Aras-López Rosa, Almeida L, Andreu-Fernández V, Tovar J, Martínez L
Congenital Malformations Lab, Institute of Medicine and Molecular Genetic (INGEMM), Institute for Health Research of La Paz Universitary Hospital (IdiPAZ), Madrid, Spain.
BCNatal, Barcelona Center for Maternal-Fetal Medicine and Neonatology, Hospital Clinic and Hospital San Joan de Deu, IdiBaps, University of Barcelona, Barcelona, Spain.
Pediatr Surg Int. 2018 Mar;34(3):307-313. doi: 10.1007/s00383-017-4201-5. Epub 2017 Oct 27.
To evaluate if the redox system is unbalanced in the hearts of nitrofen-induced congenital diaphragmatic hernia (CDH) animals and to study the possible preventive effects of two anti-oxidant treatments, apocynin and epigallocatechin-3-gallate (EGCG).
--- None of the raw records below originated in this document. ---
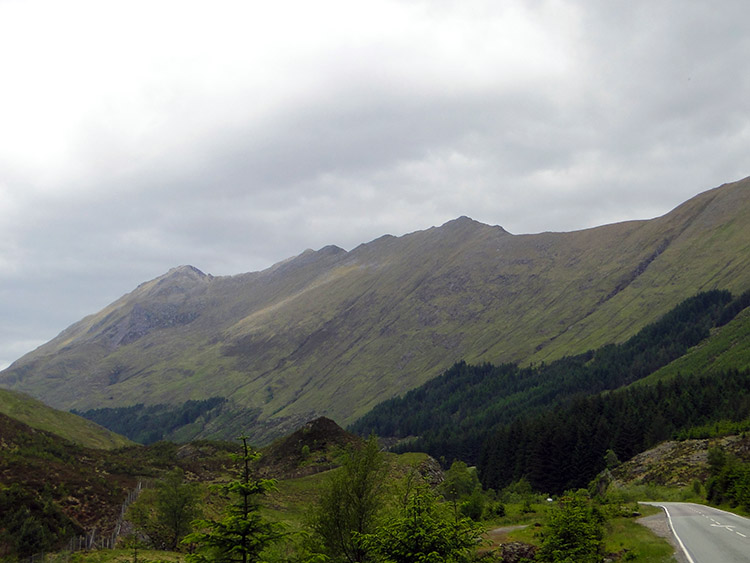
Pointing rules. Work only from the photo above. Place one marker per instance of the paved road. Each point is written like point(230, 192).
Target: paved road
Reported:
point(708, 535)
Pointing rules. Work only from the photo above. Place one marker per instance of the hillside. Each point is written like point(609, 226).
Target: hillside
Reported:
point(73, 428)
point(333, 333)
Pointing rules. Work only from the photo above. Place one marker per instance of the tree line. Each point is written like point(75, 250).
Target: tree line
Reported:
point(455, 415)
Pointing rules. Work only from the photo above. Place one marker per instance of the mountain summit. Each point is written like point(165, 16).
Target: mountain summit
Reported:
point(333, 333)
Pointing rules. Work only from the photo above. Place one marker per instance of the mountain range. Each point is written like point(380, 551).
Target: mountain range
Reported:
point(334, 332)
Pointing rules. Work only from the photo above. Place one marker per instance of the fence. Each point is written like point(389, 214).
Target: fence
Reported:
point(92, 539)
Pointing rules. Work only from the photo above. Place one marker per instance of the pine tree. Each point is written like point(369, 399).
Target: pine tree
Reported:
point(242, 534)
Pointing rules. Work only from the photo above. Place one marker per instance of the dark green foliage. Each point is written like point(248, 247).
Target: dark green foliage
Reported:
point(242, 534)
point(149, 424)
point(30, 523)
point(423, 531)
point(573, 533)
point(729, 481)
point(350, 503)
point(165, 513)
point(567, 447)
point(455, 413)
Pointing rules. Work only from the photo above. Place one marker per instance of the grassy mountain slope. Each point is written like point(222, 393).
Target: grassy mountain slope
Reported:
point(73, 428)
point(728, 347)
point(334, 332)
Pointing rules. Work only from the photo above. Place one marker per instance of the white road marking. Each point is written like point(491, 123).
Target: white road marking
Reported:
point(679, 541)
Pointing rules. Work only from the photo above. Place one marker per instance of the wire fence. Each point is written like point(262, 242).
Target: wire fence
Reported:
point(92, 539)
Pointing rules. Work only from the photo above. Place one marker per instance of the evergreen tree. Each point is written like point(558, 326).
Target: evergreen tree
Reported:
point(574, 533)
point(423, 532)
point(242, 534)
point(350, 503)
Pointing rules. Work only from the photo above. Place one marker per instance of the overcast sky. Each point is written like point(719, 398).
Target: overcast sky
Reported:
point(140, 135)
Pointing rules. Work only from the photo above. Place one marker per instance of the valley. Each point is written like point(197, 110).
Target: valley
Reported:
point(518, 381)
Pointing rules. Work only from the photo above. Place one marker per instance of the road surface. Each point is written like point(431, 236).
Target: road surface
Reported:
point(708, 535)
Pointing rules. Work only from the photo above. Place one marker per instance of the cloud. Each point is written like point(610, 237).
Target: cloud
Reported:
point(142, 135)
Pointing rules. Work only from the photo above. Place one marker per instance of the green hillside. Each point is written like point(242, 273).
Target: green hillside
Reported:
point(728, 348)
point(334, 333)
point(73, 428)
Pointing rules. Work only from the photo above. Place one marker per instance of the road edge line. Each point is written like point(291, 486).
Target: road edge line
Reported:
point(674, 532)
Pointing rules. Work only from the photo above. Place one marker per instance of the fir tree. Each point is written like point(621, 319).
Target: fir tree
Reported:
point(243, 533)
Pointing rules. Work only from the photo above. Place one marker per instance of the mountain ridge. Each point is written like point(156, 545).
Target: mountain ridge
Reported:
point(333, 332)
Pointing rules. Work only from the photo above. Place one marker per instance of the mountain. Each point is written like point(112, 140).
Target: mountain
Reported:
point(75, 429)
point(333, 333)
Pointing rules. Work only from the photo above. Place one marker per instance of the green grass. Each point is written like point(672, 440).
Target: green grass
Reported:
point(727, 348)
point(387, 316)
point(635, 542)
point(123, 556)
point(64, 424)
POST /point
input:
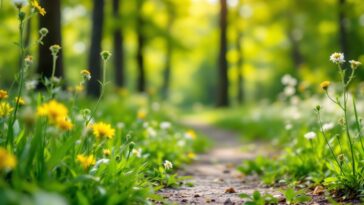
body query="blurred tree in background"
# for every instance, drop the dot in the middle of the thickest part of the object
(175, 47)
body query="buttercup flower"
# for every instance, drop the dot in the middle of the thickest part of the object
(354, 64)
(103, 130)
(3, 94)
(337, 58)
(86, 161)
(310, 135)
(53, 110)
(167, 165)
(7, 160)
(64, 124)
(5, 109)
(325, 85)
(20, 3)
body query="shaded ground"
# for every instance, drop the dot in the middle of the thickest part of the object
(214, 176)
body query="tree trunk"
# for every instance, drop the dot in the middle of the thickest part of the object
(342, 28)
(94, 62)
(141, 84)
(169, 50)
(118, 48)
(51, 21)
(223, 86)
(240, 94)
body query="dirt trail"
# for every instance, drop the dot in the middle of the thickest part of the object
(214, 174)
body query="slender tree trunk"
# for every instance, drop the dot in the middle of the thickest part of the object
(51, 21)
(94, 61)
(240, 94)
(118, 48)
(169, 51)
(141, 82)
(296, 55)
(342, 28)
(223, 86)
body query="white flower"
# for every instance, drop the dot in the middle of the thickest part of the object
(120, 125)
(20, 3)
(167, 165)
(165, 125)
(151, 132)
(31, 85)
(288, 126)
(310, 135)
(289, 91)
(337, 57)
(137, 152)
(288, 80)
(354, 64)
(328, 126)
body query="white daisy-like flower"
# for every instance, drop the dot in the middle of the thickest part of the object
(354, 64)
(289, 91)
(287, 79)
(310, 135)
(165, 125)
(151, 132)
(328, 126)
(337, 58)
(137, 152)
(167, 165)
(31, 85)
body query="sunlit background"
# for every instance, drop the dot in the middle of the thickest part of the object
(275, 37)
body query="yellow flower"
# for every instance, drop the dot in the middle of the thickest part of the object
(86, 161)
(37, 6)
(64, 124)
(106, 152)
(7, 160)
(5, 109)
(325, 85)
(79, 88)
(3, 94)
(53, 110)
(20, 101)
(190, 134)
(103, 130)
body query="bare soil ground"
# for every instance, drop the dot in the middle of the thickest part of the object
(214, 177)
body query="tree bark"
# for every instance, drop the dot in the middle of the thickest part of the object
(169, 51)
(342, 28)
(94, 61)
(51, 21)
(118, 48)
(223, 86)
(240, 94)
(141, 84)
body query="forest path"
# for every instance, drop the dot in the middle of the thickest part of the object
(214, 175)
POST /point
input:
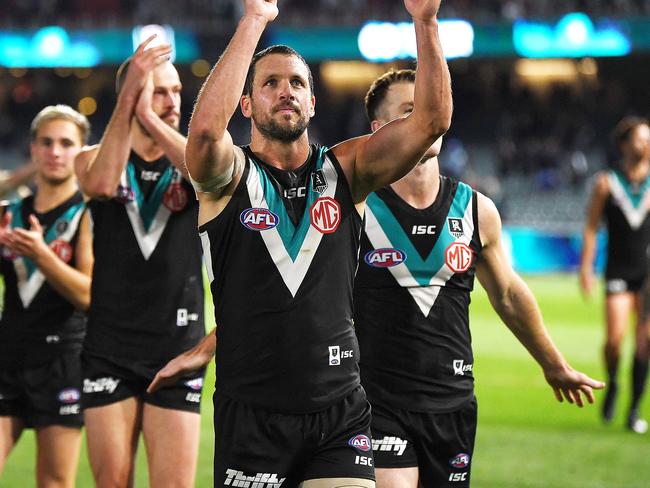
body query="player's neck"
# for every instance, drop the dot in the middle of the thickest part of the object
(636, 170)
(144, 145)
(420, 187)
(50, 194)
(282, 155)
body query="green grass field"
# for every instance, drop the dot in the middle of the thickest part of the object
(525, 437)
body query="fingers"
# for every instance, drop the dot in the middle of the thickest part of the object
(144, 44)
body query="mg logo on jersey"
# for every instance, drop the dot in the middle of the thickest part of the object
(460, 368)
(460, 461)
(325, 215)
(69, 395)
(361, 442)
(385, 258)
(458, 257)
(258, 219)
(62, 249)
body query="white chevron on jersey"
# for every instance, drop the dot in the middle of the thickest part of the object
(424, 296)
(292, 272)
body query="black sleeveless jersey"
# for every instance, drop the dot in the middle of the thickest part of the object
(628, 228)
(37, 323)
(283, 289)
(411, 299)
(147, 292)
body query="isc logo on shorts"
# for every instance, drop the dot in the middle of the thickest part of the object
(384, 258)
(361, 442)
(258, 219)
(69, 395)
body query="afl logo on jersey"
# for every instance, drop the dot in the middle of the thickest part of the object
(385, 258)
(459, 461)
(459, 257)
(62, 249)
(325, 215)
(258, 219)
(361, 442)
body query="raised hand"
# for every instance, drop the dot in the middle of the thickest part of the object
(570, 384)
(142, 64)
(267, 9)
(28, 243)
(422, 9)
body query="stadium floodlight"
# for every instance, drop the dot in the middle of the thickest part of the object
(48, 47)
(386, 41)
(164, 35)
(575, 35)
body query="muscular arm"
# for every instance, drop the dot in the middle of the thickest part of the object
(594, 214)
(389, 153)
(210, 150)
(73, 283)
(517, 307)
(194, 359)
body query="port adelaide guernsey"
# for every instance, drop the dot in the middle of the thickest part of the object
(281, 258)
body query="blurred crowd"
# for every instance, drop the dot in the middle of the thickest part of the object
(203, 15)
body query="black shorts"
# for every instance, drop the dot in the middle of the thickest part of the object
(621, 285)
(255, 447)
(111, 380)
(439, 444)
(44, 395)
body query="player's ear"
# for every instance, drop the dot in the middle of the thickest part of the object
(245, 104)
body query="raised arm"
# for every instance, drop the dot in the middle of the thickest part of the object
(72, 283)
(390, 152)
(594, 214)
(518, 309)
(99, 168)
(210, 151)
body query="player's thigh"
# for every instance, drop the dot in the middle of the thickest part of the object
(338, 483)
(57, 455)
(397, 477)
(10, 430)
(618, 308)
(112, 433)
(172, 442)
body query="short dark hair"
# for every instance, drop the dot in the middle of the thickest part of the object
(276, 49)
(120, 76)
(625, 127)
(377, 91)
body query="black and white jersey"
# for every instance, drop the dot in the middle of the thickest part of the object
(281, 258)
(38, 323)
(147, 291)
(411, 299)
(626, 216)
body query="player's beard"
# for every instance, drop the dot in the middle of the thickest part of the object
(283, 133)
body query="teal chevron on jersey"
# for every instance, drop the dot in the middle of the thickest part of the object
(51, 234)
(149, 207)
(292, 236)
(637, 197)
(421, 269)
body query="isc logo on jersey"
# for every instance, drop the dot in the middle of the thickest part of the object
(361, 442)
(385, 258)
(258, 219)
(325, 214)
(459, 257)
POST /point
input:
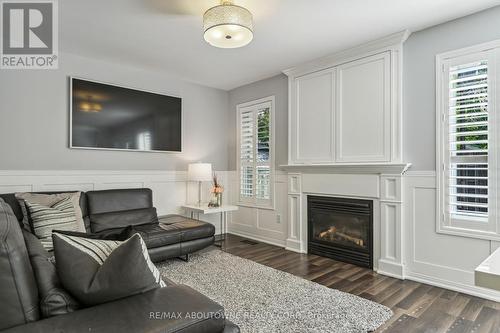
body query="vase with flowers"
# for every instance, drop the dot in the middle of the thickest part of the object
(216, 190)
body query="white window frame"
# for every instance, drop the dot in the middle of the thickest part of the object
(489, 230)
(245, 107)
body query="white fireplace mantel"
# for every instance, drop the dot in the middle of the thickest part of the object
(381, 183)
(356, 168)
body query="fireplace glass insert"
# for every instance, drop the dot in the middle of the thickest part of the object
(341, 229)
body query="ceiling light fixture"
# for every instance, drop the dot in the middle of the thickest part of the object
(228, 26)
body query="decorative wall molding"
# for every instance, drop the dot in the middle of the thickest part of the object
(267, 225)
(344, 56)
(442, 260)
(350, 168)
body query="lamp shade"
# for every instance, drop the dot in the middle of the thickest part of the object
(200, 172)
(228, 25)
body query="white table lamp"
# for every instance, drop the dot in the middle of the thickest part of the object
(200, 172)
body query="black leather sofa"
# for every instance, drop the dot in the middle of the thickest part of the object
(127, 211)
(147, 312)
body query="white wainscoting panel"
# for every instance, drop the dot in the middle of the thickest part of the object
(341, 184)
(261, 224)
(170, 188)
(442, 260)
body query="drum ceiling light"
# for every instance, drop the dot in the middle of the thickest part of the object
(228, 25)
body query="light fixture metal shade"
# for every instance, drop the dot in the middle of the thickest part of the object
(228, 26)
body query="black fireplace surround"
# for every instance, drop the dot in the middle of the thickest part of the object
(341, 229)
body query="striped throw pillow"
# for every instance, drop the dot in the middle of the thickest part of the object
(60, 216)
(97, 271)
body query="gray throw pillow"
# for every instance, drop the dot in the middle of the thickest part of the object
(49, 200)
(44, 220)
(97, 271)
(54, 300)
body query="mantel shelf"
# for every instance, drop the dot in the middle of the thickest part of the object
(366, 168)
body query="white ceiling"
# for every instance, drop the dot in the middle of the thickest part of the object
(166, 35)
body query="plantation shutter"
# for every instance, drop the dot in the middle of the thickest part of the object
(263, 143)
(246, 154)
(255, 154)
(468, 141)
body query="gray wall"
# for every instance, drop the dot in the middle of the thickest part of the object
(34, 119)
(277, 86)
(419, 88)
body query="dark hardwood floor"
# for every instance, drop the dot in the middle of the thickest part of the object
(417, 307)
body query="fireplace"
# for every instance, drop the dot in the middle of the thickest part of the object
(341, 229)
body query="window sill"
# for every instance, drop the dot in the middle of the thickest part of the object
(477, 234)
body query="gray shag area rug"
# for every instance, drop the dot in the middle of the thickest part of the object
(262, 299)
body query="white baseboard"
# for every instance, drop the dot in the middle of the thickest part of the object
(258, 238)
(462, 288)
(390, 269)
(293, 245)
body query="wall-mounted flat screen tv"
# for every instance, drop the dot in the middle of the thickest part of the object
(106, 116)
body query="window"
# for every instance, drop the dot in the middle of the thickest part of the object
(256, 152)
(467, 142)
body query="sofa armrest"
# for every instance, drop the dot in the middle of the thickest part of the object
(172, 309)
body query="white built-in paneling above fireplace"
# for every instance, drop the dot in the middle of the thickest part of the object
(344, 140)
Adult rats were divided into four groups. Group 1: rats received only vehicle on day E9.5. Group 2: rats received 100 mg nitrofen on day E9.5. Group 3: 1 month before mating rats received apocynin 1.5 mM and, when pregnant, 100 mg nitrofen on day E9.5. Group 4: same than group 3 but with EGCG 30 mg/kg. All fetuses were recovered at term and the hearts were processed. Nox activity and mRNA levels of Nox1, Nox2, Nox4, SOD1, SOD2, SOD3, catalase, and GPX1 were analyzed. Nox, SOD, and Catalase activity and H2O2 production were also evaluated.
Nox activity, HO production and Nox1, Nox2, and Nox4 mRNA levels were increased in the hearts of fetuses with CDH. There were no changes in SOD1 levels, whereas those of SOD2, SOD3, catalase, and GPX1 mRNA were decreased. Apocynin and EGCG treatments attenuated the increment of Nox and SOD activities and HO production was only decreased by apocynin.
These findings suggest a possible preventive effect on the abnormal redox metabolism of anti-oxidant treatments in the hearts from rat fetuses with CDH. If the same occurs in humans, it could represent a potential tool in future prenatal treatment.
评估在硝呋烯腙诱导的先天性膈疝(CDH)动物模型中,心脏的氧化还原系统是否失衡,并研究两种抗氧化剂——阿朴吗啡和表没食子儿茶素-3-没食子酸酯(EGCG)的可能预防作用。
成年大鼠分为四组。第1组:大鼠在胚胎第9.5天仅接受赋形剂。第2组:大鼠在胚胎第9.5天接受100毫克硝呋烯腙。第3组:交配前1个月,大鼠接受1.5毫摩尔阿朴吗啡,怀孕时在胚胎第9.5天接受100毫克硝呋烯腙。第4组:与第3组相同,但使用30毫克/千克EGCG。所有胎儿足月取出,对心脏进行处理。分析Nox活性以及Nox1、Nox2、Nox4、SOD1、SOD2、SOD3、过氧化氢酶和GPX1的mRNA水平。还评估了Nox酶、超氧化物歧化酶(SOD)和过氧化氢酶活性以及过氧化氢(H2O2)的产生。
患有CDH的胎儿心脏中,Nox活性、H2O2产生以及Nox1、Nox2和Nox4的mRNA水平升高。SOD1水平无变化,但SOD2、SOD3、过氧化氢酶和GPX1的mRNA水平降低。阿朴吗啡和EGCG处理减弱了Nox和SOD活性的增加,只有阿朴吗啡降低了H2O2的产生。
这些发现表明抗氧化剂处理可能对患有CDH的大鼠胎儿心脏异常的氧化还原代谢具有预防作用。如果在人类中也如此,这可能成为未来产前治疗的一种潜在手段。